In 1909, Munch suffered a breakdown caused by his excessive drinking, and was admitted to a private “nerve clinic” in Copenhagen, run by Dr Daniel Jacobson. Munch painted two full-length portraits of his doctor, standing legs apart, hands on hips, beard trimmed, watch chain in his waistcoat, flouncy cravat at his neck. The painting’s background seethes and roars behind him. Someone took a photograph of Munch and the good doctor standing in front of one of Munch’s two versions of the portrait. What Munch’s painting does not capture, but the photograph does, is Jacobson’s magnificently overbearing posture, his elevated chin, his hauteur. Jacobson reputedly observed “Just look at the picture he has painted of me, it’s stark raving mad!” Which, I suppose, is medical terminology for whatever it was that ailed Munch at the time.

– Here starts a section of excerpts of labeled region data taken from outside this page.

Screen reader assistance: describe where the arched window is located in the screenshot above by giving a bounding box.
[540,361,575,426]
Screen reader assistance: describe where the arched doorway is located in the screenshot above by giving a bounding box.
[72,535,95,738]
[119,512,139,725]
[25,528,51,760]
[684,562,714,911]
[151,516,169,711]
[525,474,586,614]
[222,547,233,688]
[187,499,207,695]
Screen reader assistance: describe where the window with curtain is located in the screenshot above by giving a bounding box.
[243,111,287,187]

In 1925-6, Munch went on to paint another doctor, Lucien Dedichen, looming over seated art critic Jappe Nilssen, who had championed Munch throughout his career. The dingy, cramped room feels too small to contain the doctor. The painting was once called The Death Sentence, as if it depicted one of those difficult chats in which a doctor delivers an ominous prognosis. As it was, Nilssen lived for another five years, though the longer you look, the smaller the seated man seems to shrink. Years earlier, in 1909, Munch had painted Nilssen in a flaring, cobalt violet suit, standing before a green wall. I have no idea if Nilssen ever owned such a suit, whose colour fizzes and pops with life, the very image of vitality (though Nilssen never liked this portrait, any more than Strindberg liked his, feeling that Munch should have given him the gravity of Goethe. But you get what you get.
Walking the room where all these portraits hang, we meet symbolist poet Stéphane Mallarmé and playwright Henrik Ibsen, who told Munch: “Things will go for you as they did for me: the more enemies, the more friends.” It is difficult to know what friends Munch might make here. One portrait in particular stands out. Munch’s 1916 Model With a Green Scarf depicts the artist’s only Black subject, Sultan Abdul Karem, who had arrived in Kristiania as part of a German circus troupe, and was hired by Munch as chauffeur and odd-job man and occasional model. Wrapped in a green scarf, eyes closed, he is the most static of Munch’s models. He is being painted, but there’s no sense that he is engaged, unlike Munch’s other subjects, in any sort of active collaboration with the artist. Apparently, Munch never named Karem in his original title for this portrait.
Writing in the catalogue, Knut Ljøgodt tells us that Karem also appeared in another painting by Munch which was ‘‘given the rather problematic title Cleopatra and the Slave, in which he appears in the nude, standing next to a reclining, naked woman”. There’s a point at which the creepy and the weird stops being entertainment. I have seen enough.